The CUDA Runtime and Driver APIs allow you to use“blocking synchronization” where the CPU will go to sleep while waiting for synchronization with the device. However, it seems that PyTorch doesn’t expose this functionality in any of its Python APIs:

https://github.com/pytorch/pytorch/issues/28224

What happens when you try using ctypes to call into libcudart.so to set the device flags as described in the above issue? You’ll have to call torch.cuda.init() for it to work, and unfortunately it won’t work if PyTorch is launching kernels from other threads.

2 comments

Aha, I was hoping to learn about something like this, thanks for sharing. I'll try this some time. PyTorch does use different threads for the forward and backward pass, so as you suggest, setting that flag might only improve the forward pass.
The CUDA Runtime and Driver APIs have per-thread state, so using threads would unfortunately bypass our trick here to set the flag.
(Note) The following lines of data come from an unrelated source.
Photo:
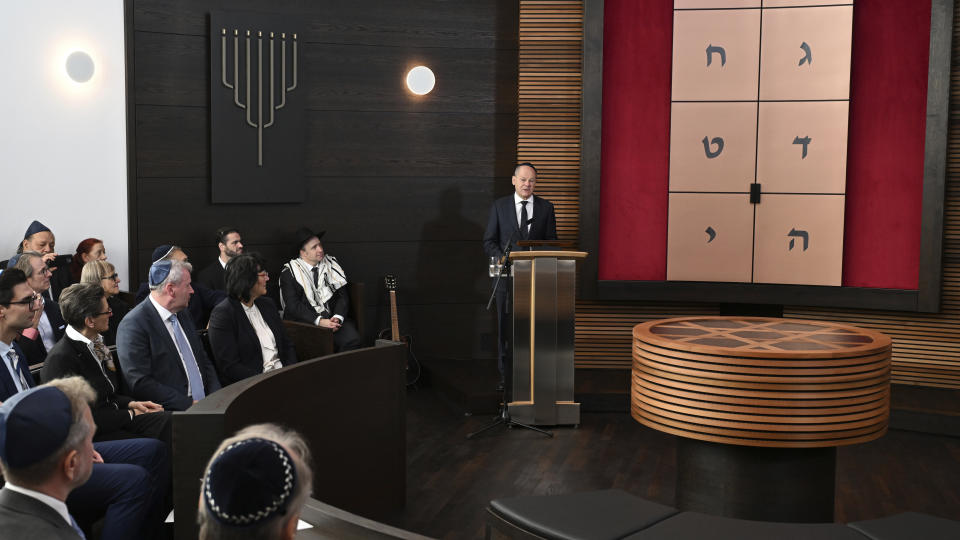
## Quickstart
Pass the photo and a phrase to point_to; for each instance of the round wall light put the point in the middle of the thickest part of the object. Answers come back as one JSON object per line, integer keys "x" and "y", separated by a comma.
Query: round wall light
{"x": 420, "y": 80}
{"x": 80, "y": 66}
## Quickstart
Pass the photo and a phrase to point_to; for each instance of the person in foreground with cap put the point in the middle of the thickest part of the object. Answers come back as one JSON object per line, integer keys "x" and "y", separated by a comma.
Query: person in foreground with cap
{"x": 46, "y": 451}
{"x": 312, "y": 291}
{"x": 255, "y": 485}
{"x": 203, "y": 299}
{"x": 132, "y": 477}
{"x": 161, "y": 355}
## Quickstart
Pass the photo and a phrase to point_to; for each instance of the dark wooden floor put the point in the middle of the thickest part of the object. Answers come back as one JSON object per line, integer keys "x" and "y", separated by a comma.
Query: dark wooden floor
{"x": 451, "y": 479}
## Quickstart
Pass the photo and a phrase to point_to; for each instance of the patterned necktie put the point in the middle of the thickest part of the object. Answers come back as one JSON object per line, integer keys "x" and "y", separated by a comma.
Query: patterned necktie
{"x": 106, "y": 360}
{"x": 15, "y": 363}
{"x": 523, "y": 218}
{"x": 193, "y": 372}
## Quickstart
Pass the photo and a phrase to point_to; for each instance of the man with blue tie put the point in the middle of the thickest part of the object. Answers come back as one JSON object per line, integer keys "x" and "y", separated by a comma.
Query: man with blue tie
{"x": 161, "y": 355}
{"x": 130, "y": 477}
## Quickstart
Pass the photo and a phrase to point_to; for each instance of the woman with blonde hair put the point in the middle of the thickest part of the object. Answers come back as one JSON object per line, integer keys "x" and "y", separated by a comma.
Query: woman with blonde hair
{"x": 104, "y": 274}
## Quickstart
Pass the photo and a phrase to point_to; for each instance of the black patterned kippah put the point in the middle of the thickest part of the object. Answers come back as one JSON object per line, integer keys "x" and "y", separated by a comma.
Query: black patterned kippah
{"x": 249, "y": 481}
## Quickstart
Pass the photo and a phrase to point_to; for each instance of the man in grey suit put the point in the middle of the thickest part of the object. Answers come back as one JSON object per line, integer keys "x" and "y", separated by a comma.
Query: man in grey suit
{"x": 161, "y": 355}
{"x": 520, "y": 216}
{"x": 46, "y": 450}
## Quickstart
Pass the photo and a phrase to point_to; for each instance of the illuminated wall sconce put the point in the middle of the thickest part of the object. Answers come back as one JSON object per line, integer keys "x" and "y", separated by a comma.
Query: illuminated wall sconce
{"x": 80, "y": 66}
{"x": 420, "y": 80}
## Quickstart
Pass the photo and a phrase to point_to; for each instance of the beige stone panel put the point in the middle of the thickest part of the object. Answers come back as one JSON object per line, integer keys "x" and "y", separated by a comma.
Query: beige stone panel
{"x": 805, "y": 3}
{"x": 824, "y": 72}
{"x": 715, "y": 4}
{"x": 782, "y": 130}
{"x": 732, "y": 125}
{"x": 732, "y": 74}
{"x": 799, "y": 240}
{"x": 692, "y": 255}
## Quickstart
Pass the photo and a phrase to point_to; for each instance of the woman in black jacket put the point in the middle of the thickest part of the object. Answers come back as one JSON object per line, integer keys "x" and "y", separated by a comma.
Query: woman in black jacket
{"x": 246, "y": 333}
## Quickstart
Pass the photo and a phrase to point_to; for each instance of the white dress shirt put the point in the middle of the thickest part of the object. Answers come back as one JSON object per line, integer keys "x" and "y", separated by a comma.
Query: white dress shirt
{"x": 519, "y": 207}
{"x": 165, "y": 314}
{"x": 59, "y": 506}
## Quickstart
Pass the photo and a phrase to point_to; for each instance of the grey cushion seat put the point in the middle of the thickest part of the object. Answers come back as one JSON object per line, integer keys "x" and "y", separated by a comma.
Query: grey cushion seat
{"x": 909, "y": 526}
{"x": 596, "y": 515}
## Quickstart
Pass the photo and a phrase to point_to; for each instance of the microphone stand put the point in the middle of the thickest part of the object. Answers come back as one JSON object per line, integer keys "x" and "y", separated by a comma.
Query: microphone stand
{"x": 503, "y": 416}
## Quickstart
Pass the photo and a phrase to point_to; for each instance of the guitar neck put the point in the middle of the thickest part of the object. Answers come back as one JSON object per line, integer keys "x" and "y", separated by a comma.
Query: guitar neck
{"x": 394, "y": 322}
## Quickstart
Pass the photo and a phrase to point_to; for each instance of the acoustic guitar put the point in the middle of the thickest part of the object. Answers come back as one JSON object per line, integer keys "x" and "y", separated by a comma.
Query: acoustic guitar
{"x": 393, "y": 333}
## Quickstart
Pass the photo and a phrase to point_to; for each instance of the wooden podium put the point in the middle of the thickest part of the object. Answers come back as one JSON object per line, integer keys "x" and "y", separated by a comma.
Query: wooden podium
{"x": 544, "y": 304}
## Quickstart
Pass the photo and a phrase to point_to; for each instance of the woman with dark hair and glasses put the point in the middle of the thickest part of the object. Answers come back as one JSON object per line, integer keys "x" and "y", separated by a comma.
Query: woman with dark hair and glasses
{"x": 246, "y": 333}
{"x": 104, "y": 274}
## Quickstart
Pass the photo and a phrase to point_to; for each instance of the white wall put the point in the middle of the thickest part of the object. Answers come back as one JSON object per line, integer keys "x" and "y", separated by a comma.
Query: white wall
{"x": 62, "y": 143}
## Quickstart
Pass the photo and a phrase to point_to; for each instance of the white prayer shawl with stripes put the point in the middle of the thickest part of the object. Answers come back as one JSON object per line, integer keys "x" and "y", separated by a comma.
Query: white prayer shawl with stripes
{"x": 331, "y": 278}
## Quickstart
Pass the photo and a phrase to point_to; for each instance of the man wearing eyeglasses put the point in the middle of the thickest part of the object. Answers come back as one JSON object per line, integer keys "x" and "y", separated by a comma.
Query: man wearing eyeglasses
{"x": 49, "y": 326}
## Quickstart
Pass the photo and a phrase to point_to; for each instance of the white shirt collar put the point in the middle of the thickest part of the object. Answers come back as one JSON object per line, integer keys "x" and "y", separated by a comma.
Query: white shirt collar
{"x": 56, "y": 504}
{"x": 164, "y": 312}
{"x": 73, "y": 334}
{"x": 517, "y": 198}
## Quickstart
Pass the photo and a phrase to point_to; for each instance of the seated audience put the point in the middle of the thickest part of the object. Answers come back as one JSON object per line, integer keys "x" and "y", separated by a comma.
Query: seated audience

Assuming you're on Linux, I might suggest creating a shared library to intercept calls to the Driver API, as all Runtime functions are implemented as wrappers around Driver functions. You'd have to intercept all calls to context creation and flag setting:

  * `cuCtxCreate`

  * `cuCtxCreate_v3`

  * `cuCtxSetFlags`

  * `cuDevicePrimaryCtxRetain`

  * `cuDevicePrimaryCtxSetFlags`
... and make sure that the three least significant bits of any `flags` variable are set to `CU_CTX_SCHED_BLOCKING_SYNC`.

cuDevicePrimaryCtxSetFlags: https://docs.nvidia.com/cuda/cuda-driver-api/group__CUDA__PR...

dlsym(3): https://man.archlinux.org/man/dlsym.3.en

ld.so(8): https://man.archlinux.org/man/ld.so.8.en

I’m somewhat confused as to what is exposed, as the description in the quote sounds like a blocking call, but with a busy wait, which seems like it couldn’t be the only or main thing that PyTorch exposes.
Not just that: you can perfectly happily poll a marker you inserted into the CUDA stream, interspersed with sched_yield() syscalls to let other processes get work done in between you checking if the GPU got to a point where you can retrieve (as/if relevant) results and submit new work. You would have to dial the scheduler time slice to not keep those other processes running long enough after you yielded for your queue of submitted work to run dry before you get to top that queue off. This isn't as critical when you can completely fill the scheduler queue (I remember ~1000 entries, but it's been years and I haven't checked again if I even remembered correctly. Don't rely on this!), as you may want to force sleep there for some millisecond(s) to keep the CPU core sleeping instead of merely allowing other processes to get work done.
That is indeed the only API that it exposes.